Las especulaciones sobre los orígenes del mundo físico no llegaron a interesarme nunca demasiado y la filosofía sólo empezó a atraparme cuando fue ética y política. Tampoco el eclipse de esta semana me llama especialmente la atención. Como todo lo que nos rodea, está turistificado y monetarizado. No hay esperanza de que las alimañas en pie de guerra se asusten al ver a la noche reemplazar al día y firmen la paz donde hay guerra y dejen de cometer genocidio donde lo están cometiendo. La paz también está monetarizada y se anuncia y se rompe al ritmo que interesa a los especuladores.
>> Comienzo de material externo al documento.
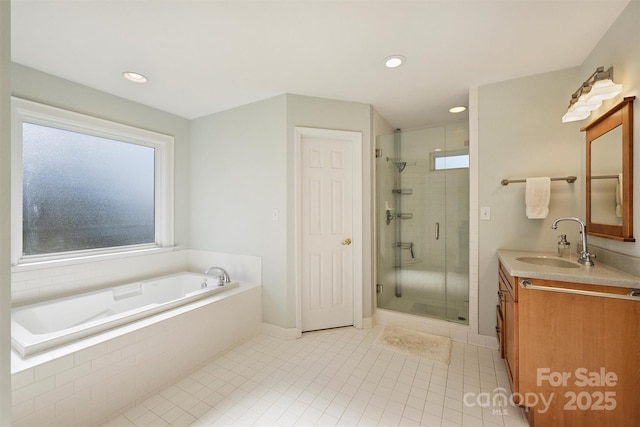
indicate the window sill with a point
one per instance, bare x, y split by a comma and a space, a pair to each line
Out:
40, 264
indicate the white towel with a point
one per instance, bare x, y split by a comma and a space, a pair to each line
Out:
619, 196
537, 196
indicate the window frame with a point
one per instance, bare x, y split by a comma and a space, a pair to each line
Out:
448, 153
36, 113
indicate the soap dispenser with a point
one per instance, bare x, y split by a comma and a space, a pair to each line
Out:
564, 247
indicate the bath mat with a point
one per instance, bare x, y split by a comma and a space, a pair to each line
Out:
419, 344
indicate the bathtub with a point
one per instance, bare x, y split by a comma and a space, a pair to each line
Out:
42, 326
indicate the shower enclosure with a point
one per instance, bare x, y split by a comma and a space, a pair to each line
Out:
422, 188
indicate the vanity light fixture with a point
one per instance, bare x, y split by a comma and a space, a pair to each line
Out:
134, 77
456, 110
394, 61
598, 87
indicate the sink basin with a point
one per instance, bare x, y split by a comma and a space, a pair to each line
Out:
549, 262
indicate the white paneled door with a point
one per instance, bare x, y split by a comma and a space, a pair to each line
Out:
326, 231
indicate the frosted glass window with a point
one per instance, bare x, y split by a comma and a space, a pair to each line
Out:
445, 161
84, 192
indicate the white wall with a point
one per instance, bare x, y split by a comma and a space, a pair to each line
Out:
620, 48
238, 177
521, 135
5, 221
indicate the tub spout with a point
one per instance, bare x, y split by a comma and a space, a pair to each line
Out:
223, 277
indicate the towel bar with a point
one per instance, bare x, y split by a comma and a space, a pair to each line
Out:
569, 179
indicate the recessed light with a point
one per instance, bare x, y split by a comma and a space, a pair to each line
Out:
134, 77
394, 61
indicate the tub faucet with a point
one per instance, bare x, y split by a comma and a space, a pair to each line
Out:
222, 278
585, 256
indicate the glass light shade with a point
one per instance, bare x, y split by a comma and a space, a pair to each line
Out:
603, 89
134, 77
573, 116
394, 61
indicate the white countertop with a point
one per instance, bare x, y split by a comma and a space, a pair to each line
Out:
598, 274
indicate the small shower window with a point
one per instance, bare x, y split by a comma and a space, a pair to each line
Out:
445, 160
86, 186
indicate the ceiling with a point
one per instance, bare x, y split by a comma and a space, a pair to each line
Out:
202, 57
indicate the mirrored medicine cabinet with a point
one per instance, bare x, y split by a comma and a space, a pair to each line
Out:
609, 173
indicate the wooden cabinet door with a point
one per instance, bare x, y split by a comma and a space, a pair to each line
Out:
582, 352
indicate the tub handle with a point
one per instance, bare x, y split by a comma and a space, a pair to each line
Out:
127, 291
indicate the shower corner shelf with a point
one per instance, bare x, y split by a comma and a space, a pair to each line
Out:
405, 263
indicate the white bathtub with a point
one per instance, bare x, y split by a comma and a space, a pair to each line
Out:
41, 326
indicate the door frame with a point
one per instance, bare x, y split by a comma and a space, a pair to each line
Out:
356, 139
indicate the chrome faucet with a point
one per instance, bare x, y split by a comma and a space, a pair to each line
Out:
585, 256
222, 278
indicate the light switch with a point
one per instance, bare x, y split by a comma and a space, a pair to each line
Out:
485, 213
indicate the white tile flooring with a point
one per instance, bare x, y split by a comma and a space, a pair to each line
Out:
336, 377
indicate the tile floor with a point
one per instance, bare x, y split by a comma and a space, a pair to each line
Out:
333, 378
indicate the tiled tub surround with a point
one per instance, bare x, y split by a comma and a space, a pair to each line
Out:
42, 326
86, 382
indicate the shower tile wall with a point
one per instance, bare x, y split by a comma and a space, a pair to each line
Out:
438, 197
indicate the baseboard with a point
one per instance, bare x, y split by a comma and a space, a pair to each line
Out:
279, 332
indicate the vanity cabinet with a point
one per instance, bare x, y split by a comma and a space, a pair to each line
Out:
507, 321
572, 351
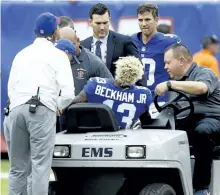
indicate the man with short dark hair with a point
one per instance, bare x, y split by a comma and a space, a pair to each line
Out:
88, 66
203, 88
164, 28
66, 21
106, 44
206, 57
151, 46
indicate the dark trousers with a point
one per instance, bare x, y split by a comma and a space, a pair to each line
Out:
204, 135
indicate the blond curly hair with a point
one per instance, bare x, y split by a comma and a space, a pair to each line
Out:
128, 70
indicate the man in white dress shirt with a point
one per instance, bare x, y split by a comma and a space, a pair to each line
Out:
30, 126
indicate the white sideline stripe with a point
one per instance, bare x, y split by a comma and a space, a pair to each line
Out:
5, 176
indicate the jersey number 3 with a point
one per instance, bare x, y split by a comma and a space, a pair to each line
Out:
121, 108
152, 66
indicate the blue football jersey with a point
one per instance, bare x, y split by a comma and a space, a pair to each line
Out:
152, 56
127, 104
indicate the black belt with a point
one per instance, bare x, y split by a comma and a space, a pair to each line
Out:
32, 102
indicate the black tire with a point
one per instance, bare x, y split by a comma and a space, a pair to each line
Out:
157, 189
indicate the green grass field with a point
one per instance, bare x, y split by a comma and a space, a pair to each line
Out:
4, 182
5, 166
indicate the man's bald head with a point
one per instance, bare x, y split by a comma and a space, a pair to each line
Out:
70, 34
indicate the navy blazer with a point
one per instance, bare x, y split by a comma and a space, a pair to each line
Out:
118, 45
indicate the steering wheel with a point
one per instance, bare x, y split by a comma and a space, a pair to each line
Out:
176, 106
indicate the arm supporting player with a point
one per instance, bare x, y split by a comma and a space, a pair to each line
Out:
191, 87
80, 98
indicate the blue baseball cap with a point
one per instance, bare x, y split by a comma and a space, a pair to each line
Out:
67, 45
46, 24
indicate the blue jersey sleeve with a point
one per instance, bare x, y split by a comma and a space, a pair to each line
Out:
149, 98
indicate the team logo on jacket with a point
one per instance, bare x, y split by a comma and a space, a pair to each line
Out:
80, 73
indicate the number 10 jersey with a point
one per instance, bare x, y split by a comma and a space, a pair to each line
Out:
152, 56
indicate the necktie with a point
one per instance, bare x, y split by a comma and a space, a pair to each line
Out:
98, 49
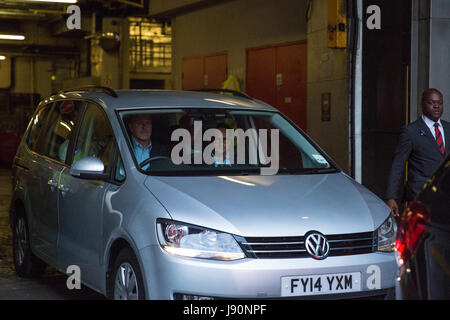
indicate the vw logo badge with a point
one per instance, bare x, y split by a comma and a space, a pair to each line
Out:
317, 246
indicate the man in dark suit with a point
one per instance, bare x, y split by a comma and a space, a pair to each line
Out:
424, 143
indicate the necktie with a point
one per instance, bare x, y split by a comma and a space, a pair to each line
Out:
439, 140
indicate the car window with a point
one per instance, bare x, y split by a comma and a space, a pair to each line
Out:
95, 138
203, 141
444, 181
61, 123
37, 129
120, 170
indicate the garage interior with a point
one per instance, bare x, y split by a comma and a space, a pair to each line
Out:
350, 88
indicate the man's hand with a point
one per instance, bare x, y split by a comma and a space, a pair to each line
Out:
394, 207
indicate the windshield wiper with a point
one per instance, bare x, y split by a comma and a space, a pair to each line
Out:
308, 171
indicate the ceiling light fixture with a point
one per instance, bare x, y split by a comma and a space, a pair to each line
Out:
54, 1
11, 37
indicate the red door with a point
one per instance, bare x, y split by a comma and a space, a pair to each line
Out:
277, 75
261, 69
215, 71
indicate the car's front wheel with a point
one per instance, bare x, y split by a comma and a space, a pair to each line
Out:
26, 263
128, 283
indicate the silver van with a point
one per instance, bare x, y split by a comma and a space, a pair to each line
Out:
275, 217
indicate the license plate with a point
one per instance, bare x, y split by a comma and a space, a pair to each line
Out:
320, 284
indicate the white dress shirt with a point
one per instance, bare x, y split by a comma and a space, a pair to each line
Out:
430, 124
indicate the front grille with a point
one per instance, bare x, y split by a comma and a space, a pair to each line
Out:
294, 247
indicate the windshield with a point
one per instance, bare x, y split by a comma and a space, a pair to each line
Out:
217, 141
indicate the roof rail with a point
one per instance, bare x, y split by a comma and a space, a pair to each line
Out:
94, 88
233, 92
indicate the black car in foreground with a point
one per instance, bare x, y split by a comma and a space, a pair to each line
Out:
423, 241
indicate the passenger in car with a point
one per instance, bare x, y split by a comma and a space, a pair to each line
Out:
141, 129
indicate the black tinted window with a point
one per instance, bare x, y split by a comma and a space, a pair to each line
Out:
61, 123
95, 138
38, 127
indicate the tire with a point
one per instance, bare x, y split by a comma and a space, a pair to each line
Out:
26, 264
126, 282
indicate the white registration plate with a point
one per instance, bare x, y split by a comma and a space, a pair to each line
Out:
320, 284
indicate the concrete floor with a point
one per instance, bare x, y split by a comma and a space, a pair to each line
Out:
51, 286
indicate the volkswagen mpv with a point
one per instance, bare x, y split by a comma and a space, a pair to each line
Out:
276, 218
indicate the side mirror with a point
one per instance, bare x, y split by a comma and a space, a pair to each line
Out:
89, 168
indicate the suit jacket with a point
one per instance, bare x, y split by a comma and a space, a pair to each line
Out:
418, 146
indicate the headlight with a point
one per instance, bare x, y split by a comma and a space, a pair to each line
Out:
386, 235
197, 242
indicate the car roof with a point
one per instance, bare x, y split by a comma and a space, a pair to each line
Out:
131, 99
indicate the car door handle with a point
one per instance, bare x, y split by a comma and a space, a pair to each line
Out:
53, 184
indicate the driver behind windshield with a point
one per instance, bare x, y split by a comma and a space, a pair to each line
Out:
140, 126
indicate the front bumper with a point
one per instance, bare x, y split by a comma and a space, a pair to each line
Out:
166, 274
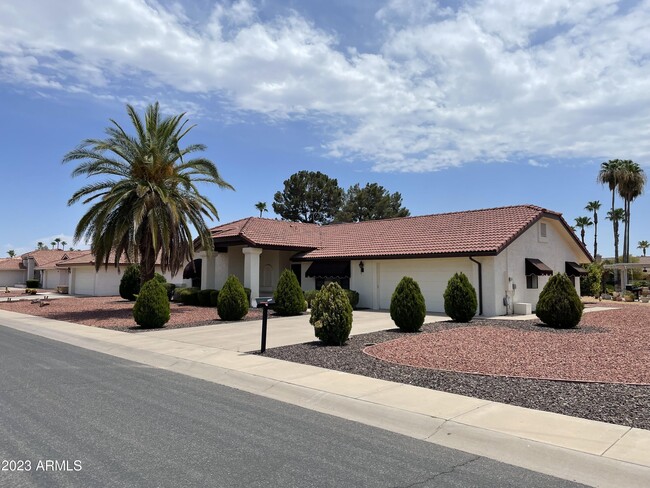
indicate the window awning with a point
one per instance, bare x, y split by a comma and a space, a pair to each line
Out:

Lo que se está permitiendo en Gaza, el eclipse total de la moralidad y la decencia, tiene ecos, tiene réplicas, lo envenena todo. El agua, que es arma de guerra en manos de los sionistas será, muy probablemente, desencadenante de conflictos bélicos en un futuro próximo en muchos lugares del planeta. Es vital y es un bien cada vez más escaso. El ápeiron de Anaximandro me lo imagino ahora con forma terrorífica, encarnado en esos centros que acumulan infinitos e inútiles datos y consumen cantidades ingentes de agua. El proyecto de una planta de almacenamiento de datos en Asturias, de nombre Digital Valley Asturias (lo de Valley para todo lo tech es taaaaaan poco original), me hace temblar tanto como el eclipse del 585 a.C. hizo temblar a medos y lidios.
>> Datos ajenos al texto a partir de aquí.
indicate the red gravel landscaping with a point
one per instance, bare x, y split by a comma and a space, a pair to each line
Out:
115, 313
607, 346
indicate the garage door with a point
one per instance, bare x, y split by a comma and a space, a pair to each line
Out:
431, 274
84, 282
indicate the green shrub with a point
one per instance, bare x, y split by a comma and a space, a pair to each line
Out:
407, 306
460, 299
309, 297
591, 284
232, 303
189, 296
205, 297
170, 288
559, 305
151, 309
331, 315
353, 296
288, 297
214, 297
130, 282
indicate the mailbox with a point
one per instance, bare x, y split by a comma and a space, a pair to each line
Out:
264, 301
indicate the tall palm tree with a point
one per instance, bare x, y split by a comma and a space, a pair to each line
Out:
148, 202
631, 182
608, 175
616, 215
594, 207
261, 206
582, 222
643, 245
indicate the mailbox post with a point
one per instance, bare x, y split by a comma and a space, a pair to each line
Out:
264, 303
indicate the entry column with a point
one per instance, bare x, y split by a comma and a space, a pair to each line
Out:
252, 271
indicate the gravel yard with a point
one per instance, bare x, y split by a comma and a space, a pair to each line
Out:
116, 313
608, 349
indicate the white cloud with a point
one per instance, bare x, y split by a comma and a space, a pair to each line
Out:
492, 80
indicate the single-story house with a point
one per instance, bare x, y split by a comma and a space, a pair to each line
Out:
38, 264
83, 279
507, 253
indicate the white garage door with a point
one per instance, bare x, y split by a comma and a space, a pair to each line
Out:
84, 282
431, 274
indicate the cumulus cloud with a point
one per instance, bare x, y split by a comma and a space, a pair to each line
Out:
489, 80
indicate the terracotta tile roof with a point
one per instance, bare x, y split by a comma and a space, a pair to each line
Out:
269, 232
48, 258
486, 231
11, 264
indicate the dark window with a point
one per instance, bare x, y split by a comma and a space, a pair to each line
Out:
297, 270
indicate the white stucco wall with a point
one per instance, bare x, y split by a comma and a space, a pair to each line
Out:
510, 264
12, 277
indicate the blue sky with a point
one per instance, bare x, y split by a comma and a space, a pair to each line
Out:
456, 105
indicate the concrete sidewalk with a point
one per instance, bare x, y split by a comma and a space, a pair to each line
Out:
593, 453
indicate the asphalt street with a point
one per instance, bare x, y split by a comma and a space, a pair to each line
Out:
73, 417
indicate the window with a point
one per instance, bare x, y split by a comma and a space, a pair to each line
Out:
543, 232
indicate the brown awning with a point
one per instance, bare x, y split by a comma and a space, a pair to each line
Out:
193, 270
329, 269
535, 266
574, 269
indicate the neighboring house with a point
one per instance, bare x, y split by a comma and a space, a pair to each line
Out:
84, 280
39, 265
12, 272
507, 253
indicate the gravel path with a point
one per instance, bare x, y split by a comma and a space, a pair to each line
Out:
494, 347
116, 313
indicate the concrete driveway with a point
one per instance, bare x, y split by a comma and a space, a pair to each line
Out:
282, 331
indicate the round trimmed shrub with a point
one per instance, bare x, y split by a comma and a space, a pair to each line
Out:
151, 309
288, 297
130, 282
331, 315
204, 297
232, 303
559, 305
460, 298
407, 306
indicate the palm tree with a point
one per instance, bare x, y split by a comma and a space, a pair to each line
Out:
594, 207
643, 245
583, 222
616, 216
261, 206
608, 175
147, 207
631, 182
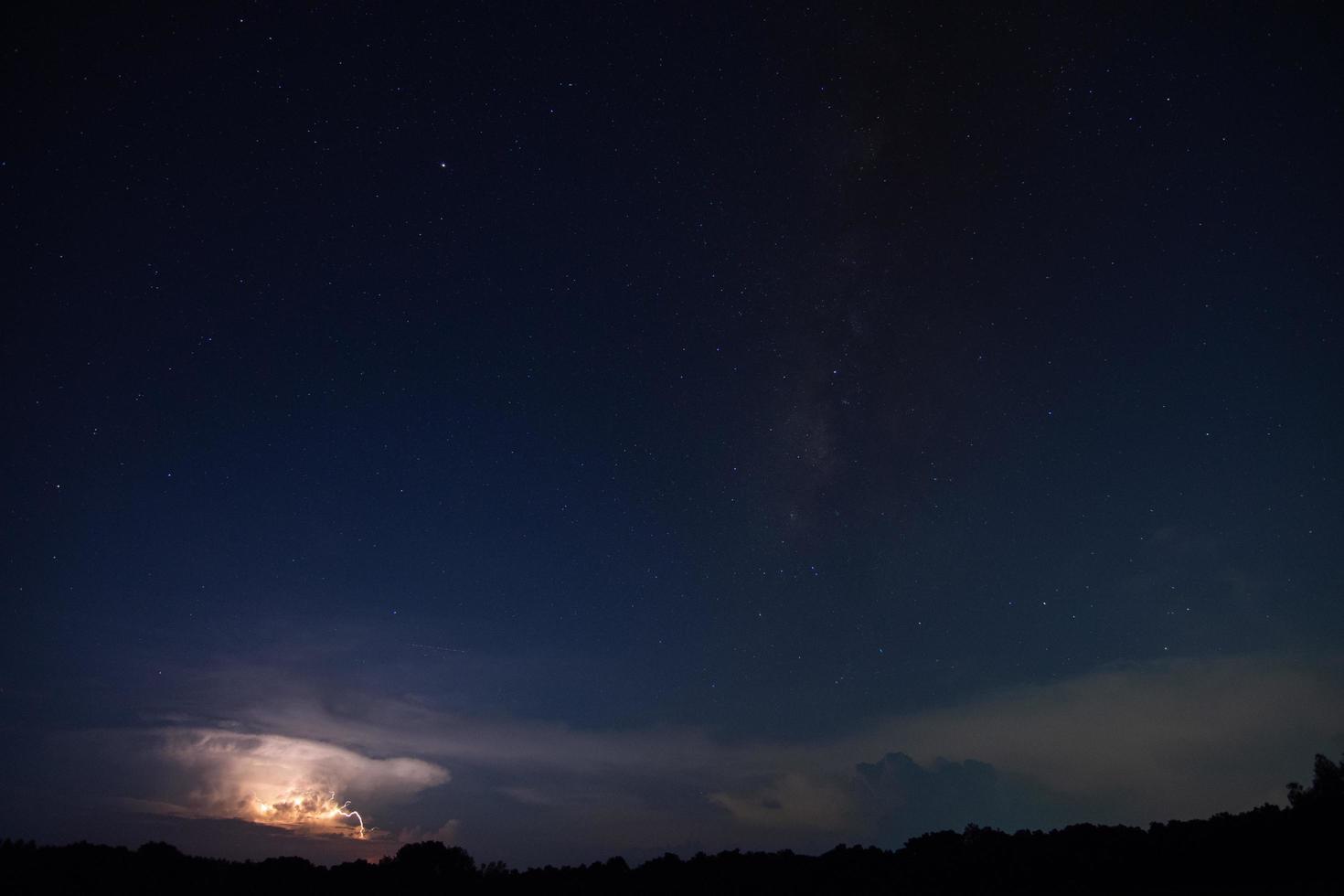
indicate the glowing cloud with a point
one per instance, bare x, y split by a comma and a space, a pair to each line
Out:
288, 782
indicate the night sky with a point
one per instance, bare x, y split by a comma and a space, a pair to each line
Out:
569, 430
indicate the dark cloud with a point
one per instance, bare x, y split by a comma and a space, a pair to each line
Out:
1124, 744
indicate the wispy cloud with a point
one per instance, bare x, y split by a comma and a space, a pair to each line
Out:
1121, 744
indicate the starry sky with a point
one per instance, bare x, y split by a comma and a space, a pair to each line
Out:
569, 432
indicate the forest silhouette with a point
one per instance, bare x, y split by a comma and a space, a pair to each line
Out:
1269, 849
Sé que son pensamientos poco veraniegos, poco cool y nada high tech bro, ya luego bajo a la playa, o veo La Casa del Dragón, y se me pasa, pero no quiero apartarlos sin más como si fueran moscas. Desde el genocidio que no cesa a los fuegos que nos abrasan, desde los muertos en el Mediterráneo a las mujeres maltratadas que el Gobierno andaluz ha abandonado en manos de los lobos de Vox (un adelanto de lo que vendrá, a nivel estatal, si no reaccionamos), de los millones de seres humanos condenados a beber agua contaminada a los centros de datos que se refrescan para enriquecer a unos pocos. Busquemos las gafas adecuadas para poder observar de frente este eclipse moral en Gaza que está dejando en tinieblas a la humanidad toda.